I seem to encounter the similar issue with #10530 which is marked closed.

import pandas as pd
import numpy as np

df = pd.DataFrame(np.random.normal(size=(3,4)))
df.index = [pd.Timestamp('2018-02-07'), pd.Timestamp('2018-06-22'), pd.Timestamp('2018-09-17')]
df.resample('6M',base=6).min()

the base parameter can be anything that doesn't affect the result or generate error (version 0.23.4)

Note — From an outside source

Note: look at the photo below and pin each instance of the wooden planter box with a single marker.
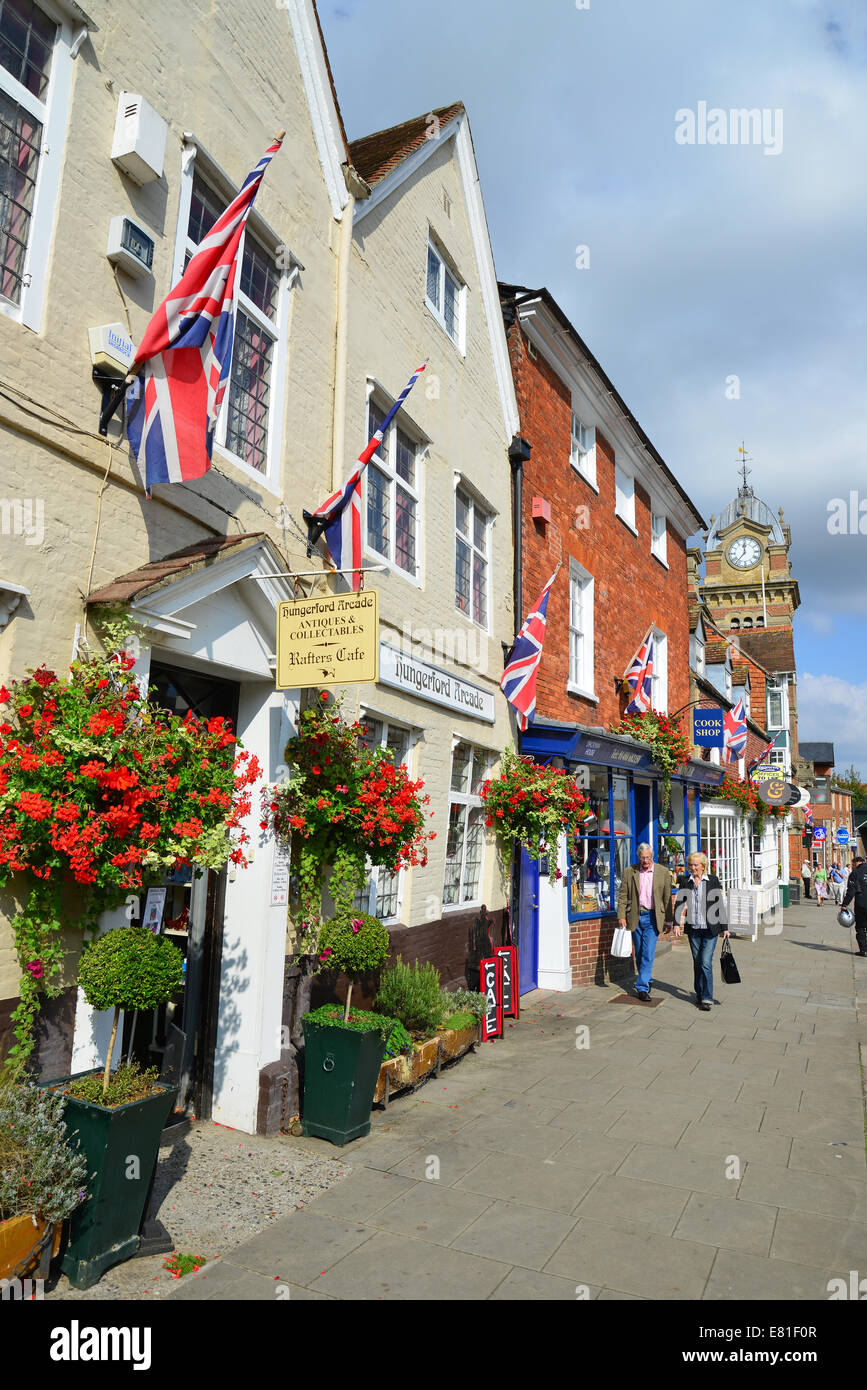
(410, 1068)
(24, 1247)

Comment From: TomAugspurger

base only applies to frequencies smaller than a day.

base : int, default 0
    For frequencies that evenly subdivide 1 day, the "origin" of the
    aggregated intervals. For example, for '5min' frequency, base could
    range from 0 through 4. Defaults to 0

What's your expected output?

Comment From: arisliang

Oh, I missed that. I expected to get '2018-06-30' and '2018-12-31' for base 6. Would be nicer if it generates some error message says base can only apply to smaller than a day.

Comment From: yohplala

Hi Tom, hi Matthew. I am sorry, it seems to me base is indeed not working, at least in this example.

import pandas as pd
import numpy as np

df = pd.DataFrame(np.random.normal(size=(2,4)))
df.index = pd.period_range(start='2020-01-01 01:00', periods=2, freq='1h')
resample = df.resample('4h',base=0).sum()
print(resample)

                         0         1        2         3
2020-01-01 01:00 -1.376917  1.294601  2.01079 -1.220457

As I understand, base=0 should anchor the '4h' period to midnight, but as visible on result, it starts at 01:00.

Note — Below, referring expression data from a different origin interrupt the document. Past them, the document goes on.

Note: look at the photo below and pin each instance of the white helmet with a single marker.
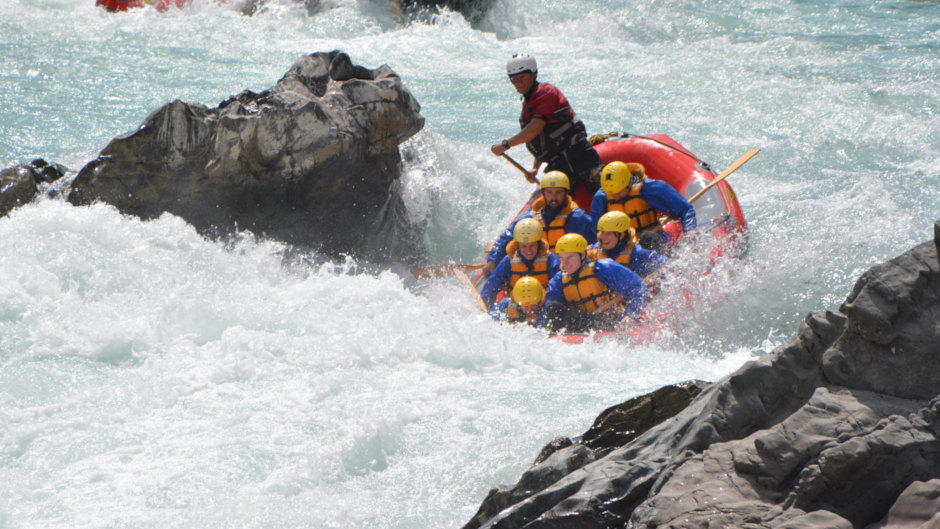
(521, 62)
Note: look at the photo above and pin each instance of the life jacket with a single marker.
(643, 217)
(556, 228)
(119, 5)
(515, 314)
(623, 257)
(520, 269)
(563, 130)
(586, 293)
(124, 5)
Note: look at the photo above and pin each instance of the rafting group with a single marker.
(575, 271)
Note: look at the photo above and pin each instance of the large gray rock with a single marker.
(20, 184)
(833, 430)
(313, 161)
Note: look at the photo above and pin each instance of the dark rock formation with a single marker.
(313, 161)
(19, 184)
(838, 428)
(473, 10)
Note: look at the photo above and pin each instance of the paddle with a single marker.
(519, 166)
(515, 163)
(442, 271)
(731, 168)
(466, 281)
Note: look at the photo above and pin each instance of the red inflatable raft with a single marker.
(718, 213)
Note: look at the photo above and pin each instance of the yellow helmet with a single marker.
(616, 176)
(555, 179)
(571, 242)
(527, 230)
(528, 291)
(616, 221)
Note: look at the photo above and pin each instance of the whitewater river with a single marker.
(152, 378)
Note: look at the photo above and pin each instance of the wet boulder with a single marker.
(838, 428)
(313, 161)
(20, 184)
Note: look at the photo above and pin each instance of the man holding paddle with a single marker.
(550, 129)
(625, 187)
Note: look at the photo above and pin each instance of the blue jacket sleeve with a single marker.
(626, 283)
(665, 198)
(554, 265)
(598, 207)
(579, 222)
(645, 262)
(496, 282)
(555, 292)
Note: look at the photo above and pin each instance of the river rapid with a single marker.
(152, 378)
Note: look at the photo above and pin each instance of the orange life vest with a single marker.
(556, 228)
(585, 292)
(538, 270)
(515, 314)
(624, 258)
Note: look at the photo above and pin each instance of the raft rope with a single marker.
(601, 138)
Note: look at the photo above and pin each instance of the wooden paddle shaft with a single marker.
(732, 168)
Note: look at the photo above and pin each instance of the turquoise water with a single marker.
(151, 378)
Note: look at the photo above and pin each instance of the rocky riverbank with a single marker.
(313, 161)
(838, 428)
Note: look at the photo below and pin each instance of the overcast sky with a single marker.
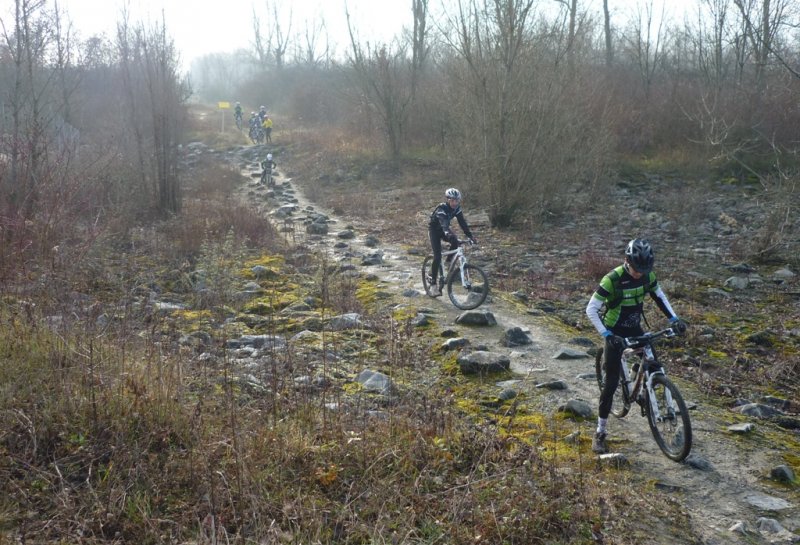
(206, 26)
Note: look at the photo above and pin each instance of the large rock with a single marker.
(476, 317)
(483, 362)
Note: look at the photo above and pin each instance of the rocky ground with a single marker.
(730, 485)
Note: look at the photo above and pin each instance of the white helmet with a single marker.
(452, 193)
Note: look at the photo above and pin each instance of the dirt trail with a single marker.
(716, 497)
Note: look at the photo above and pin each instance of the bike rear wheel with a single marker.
(472, 292)
(671, 426)
(618, 407)
(426, 271)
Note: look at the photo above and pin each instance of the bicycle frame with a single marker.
(458, 257)
(647, 366)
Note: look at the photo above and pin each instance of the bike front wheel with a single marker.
(619, 407)
(468, 292)
(669, 419)
(426, 275)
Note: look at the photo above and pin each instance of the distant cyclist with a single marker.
(267, 165)
(622, 292)
(237, 115)
(439, 229)
(267, 126)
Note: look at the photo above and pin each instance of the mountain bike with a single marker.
(646, 384)
(256, 135)
(267, 177)
(467, 284)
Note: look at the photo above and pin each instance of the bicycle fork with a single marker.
(668, 403)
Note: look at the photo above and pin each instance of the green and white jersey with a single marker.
(623, 297)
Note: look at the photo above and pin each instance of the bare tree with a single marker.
(272, 39)
(155, 97)
(645, 40)
(27, 42)
(607, 34)
(387, 78)
(572, 15)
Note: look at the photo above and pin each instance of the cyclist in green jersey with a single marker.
(622, 292)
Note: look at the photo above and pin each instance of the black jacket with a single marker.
(440, 220)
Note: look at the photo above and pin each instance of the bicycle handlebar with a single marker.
(647, 338)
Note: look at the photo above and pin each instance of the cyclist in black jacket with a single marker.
(439, 229)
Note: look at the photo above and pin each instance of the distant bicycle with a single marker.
(256, 135)
(646, 384)
(467, 284)
(267, 176)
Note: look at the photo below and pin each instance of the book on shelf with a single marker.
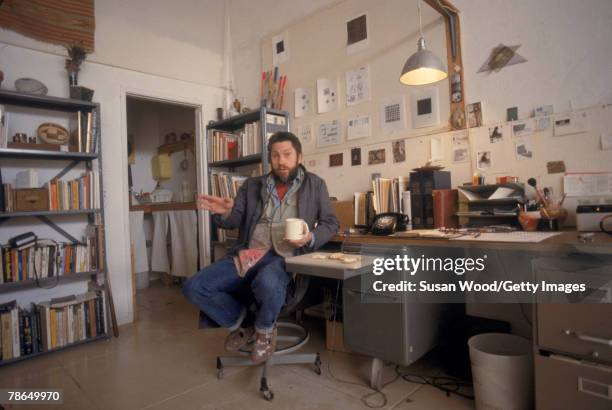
(84, 136)
(80, 193)
(227, 185)
(48, 259)
(224, 145)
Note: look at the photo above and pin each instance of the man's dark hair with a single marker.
(282, 136)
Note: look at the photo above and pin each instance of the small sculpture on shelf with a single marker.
(77, 55)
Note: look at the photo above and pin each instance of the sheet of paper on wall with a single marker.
(424, 107)
(606, 142)
(302, 102)
(280, 48)
(522, 128)
(358, 85)
(327, 95)
(435, 144)
(460, 154)
(571, 123)
(587, 184)
(305, 133)
(461, 138)
(523, 149)
(329, 134)
(359, 127)
(393, 114)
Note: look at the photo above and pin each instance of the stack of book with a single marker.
(84, 137)
(226, 184)
(47, 260)
(224, 146)
(80, 193)
(50, 325)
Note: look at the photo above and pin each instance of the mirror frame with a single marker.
(454, 61)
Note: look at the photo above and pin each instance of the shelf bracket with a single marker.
(59, 230)
(66, 169)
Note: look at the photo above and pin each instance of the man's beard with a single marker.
(292, 174)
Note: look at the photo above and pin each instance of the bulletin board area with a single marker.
(317, 49)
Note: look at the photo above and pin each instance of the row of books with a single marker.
(226, 184)
(46, 259)
(80, 193)
(388, 194)
(51, 325)
(7, 197)
(223, 146)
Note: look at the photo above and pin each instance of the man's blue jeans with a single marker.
(213, 288)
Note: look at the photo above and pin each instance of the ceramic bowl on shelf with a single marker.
(30, 86)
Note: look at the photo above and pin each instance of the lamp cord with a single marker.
(420, 23)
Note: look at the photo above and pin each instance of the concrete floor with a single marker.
(164, 361)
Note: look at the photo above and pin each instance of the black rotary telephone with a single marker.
(388, 223)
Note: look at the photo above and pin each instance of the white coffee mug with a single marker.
(295, 228)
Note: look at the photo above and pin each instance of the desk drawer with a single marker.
(563, 383)
(581, 329)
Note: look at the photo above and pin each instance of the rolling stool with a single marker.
(290, 338)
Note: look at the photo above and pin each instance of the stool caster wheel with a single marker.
(265, 390)
(318, 365)
(268, 395)
(219, 369)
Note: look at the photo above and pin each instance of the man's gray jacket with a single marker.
(313, 204)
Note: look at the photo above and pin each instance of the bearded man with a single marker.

This is related to this ticket I opened some time ago (I did not see base was supposed to do that, and I wanted to specify an anchoring with the same type of convention than the one used to anchor a week on a given day). https://github.com/pandas-dev/pandas/issues/33129

Am I missing something?

Comment From: yohplala

Here is currently the code I am using to bypass the "notworking-ness" of base parameter.

    first_index = df.index[0]
    with_midnight = False
    if first_index.hour != 0:
        try:
            # If PeriodIndex
            first_index = first_index.start_time
            midnight = pd.DataFrame(index = [pd.Period(first_index.normalize(),
                                                       freq = df.index.freq)],
                                    columns = df.columns)
            # `first_index` is modified to be re-used to remove rows with NaN
            # values on the new DataFrame.
            first_index = pd.Period(first_index, to_per)
        except:
            # Else DateTimeIndex
            midnight = pd.DataFrame(index = [first_index.normalize()],
                                    columns = df.columns)

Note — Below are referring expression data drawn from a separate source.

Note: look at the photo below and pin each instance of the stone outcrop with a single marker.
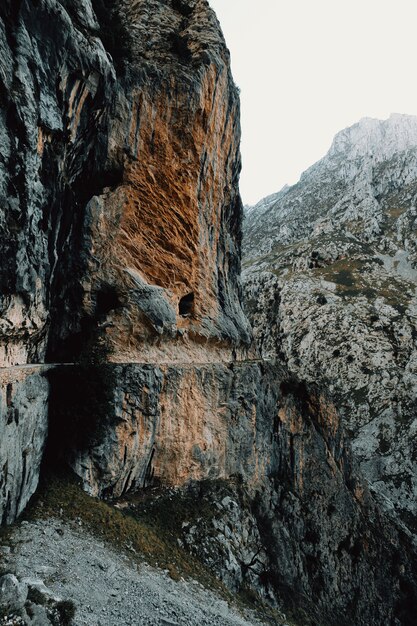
(331, 277)
(122, 336)
(120, 229)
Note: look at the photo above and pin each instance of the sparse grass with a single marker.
(147, 530)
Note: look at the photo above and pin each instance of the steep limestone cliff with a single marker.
(331, 275)
(121, 330)
(120, 230)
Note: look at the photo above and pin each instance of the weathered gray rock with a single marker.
(23, 430)
(13, 593)
(331, 289)
(119, 239)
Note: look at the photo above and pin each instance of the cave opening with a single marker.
(186, 305)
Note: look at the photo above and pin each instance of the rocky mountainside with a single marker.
(331, 288)
(125, 354)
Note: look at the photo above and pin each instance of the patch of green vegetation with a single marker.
(147, 530)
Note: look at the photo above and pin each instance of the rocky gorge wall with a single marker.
(120, 230)
(125, 352)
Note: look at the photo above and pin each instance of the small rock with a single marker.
(12, 593)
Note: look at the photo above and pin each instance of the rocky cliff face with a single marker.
(120, 233)
(331, 288)
(123, 340)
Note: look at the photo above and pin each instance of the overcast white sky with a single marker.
(309, 68)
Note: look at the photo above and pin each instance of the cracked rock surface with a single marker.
(331, 291)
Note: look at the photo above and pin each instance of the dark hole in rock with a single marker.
(107, 300)
(186, 305)
(179, 46)
(182, 7)
(9, 390)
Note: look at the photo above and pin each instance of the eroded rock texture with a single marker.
(120, 223)
(119, 263)
(331, 284)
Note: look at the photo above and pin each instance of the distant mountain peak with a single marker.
(380, 139)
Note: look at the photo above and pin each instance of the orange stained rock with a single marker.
(176, 186)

        # Index is set to df.index.name, as its name is lost when creating
        # midnight and concatenating with it.
        df = pd.concat([midnight, df]).rename_axis(index = df.index.name)
        with_midnight = True

    resampled = df.resample(to_period').XXX    # <- replace with function to be used when resampling

    if with_midnight:
        # Remove 1st added rows containing NaN value
        mask = resampled.isnull().any(axis = 1) & \
                          (resampled.index < first_index)
        resampled = resampled.loc[~mask]

A bit lengthy maybe :) The trouble is that I am re-using it each time I have a new function to use when resampling: sum, cumsum, min, and so on...

Comment From: jbrockmendel

base keyword in resample is gone, long enough ago that i don't remember it. Is there an analogous issue using the current API?